Cette année, le 1er mai et l’Ascension, deux jours fériés traditionnellement chômés, tombent le même jour. Se pose alors la question de savoir quelles sont les conséquences de la coïncidence de ces deux jours fériés en 2008 ? Les salariés peuvent-ils prétendre à un jour de repos en compensation ? La Direction Générale du Travail répond à ces questions.

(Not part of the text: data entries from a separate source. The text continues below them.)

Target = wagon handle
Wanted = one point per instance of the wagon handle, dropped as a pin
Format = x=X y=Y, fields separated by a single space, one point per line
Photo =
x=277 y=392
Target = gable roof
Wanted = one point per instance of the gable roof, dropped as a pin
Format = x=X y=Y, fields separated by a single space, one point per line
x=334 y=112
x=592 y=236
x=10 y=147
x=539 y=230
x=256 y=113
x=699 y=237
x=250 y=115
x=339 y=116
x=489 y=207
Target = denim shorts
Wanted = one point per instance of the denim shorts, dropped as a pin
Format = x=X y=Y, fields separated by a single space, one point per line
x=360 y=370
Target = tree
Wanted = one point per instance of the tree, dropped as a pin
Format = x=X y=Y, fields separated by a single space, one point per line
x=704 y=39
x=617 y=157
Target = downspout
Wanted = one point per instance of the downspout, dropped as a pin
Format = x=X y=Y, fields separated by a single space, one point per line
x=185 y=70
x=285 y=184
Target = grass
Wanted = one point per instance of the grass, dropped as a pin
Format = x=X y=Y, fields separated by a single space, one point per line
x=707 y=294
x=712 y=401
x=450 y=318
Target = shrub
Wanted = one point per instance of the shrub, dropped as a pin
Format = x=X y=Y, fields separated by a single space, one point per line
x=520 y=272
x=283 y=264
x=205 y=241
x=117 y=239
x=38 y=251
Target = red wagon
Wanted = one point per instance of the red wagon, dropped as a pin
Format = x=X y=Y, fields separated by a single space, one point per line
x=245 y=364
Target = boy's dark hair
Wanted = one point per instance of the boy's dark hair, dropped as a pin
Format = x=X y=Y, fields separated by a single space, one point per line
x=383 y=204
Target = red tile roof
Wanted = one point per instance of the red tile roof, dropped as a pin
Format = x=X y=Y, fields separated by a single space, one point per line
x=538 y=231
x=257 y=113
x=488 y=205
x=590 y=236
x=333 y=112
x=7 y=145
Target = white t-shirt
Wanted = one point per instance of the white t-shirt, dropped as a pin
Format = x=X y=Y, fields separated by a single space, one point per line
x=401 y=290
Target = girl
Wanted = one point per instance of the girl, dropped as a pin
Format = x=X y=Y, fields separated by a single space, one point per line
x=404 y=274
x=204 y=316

Lorsque le salarié ne vient pas travailler une journée compte tenu de son caractère férié, deux situations peuvent se présenter. En l’absence de dispositions conventionnelles, le chômage d’un jour férié ne peut être la cause d’une réduction de la rémunération pour les salariés mensualisés remplissant les trois conditions suivantes :
- justifier d’au moins trois mois d’ancienneté dans l’entreprise ;
- avoir accompli 200 heures de travail au cours des deux mois précédant le jour férié ;
- être présent le jour de travail précédant le jour férié et le jour de travail qui lui fait suite, sauf autorisation d’absence préalablement accordée.

En revanche, en présence d’une convention ou d’un accord collectif prévoyant le chômage d’un certain nombre ou des 11 jours fériés dans l’année et reconnaissant le caractère férié et chômé du jeudi de l’Ascension, les salariés absents le 1er mai devront bénéficier d’un jour de repos supplémentaire dans l’année au titre du jeudi de l’Ascension. La DGT justifie cette position par un arrêt de la Cour de cassation du 21 juin 2005. Dans cette décision, la Haute Cour a été amenée à se prononcer sur les incidences de la coïncidence, en 1997, du jeudi de l’Ascension et du 8 mai. Ainsi, à propos de l’article 10-01-1 de la convention collective des établissements d’hospitalisation privée à but non lucratif qui prévoit que les 11 jours fériés sont chômés sans réduction de salaire, la Cour de cassation a jugé que les salariés pouvaient prétendre à l’octroi de ce nombre de jours lorsque deux fêtes chômées coïncident le même jour, la position contraire aboutissant à n’accorder que dix jours fériés par an.

Mais attention ! Il n’est pas question de donner à cet arrêt une portée générale et de le transposer à des conventions ou accords collectifs qui se contenteraient d’énumérer les jours fériés légaux.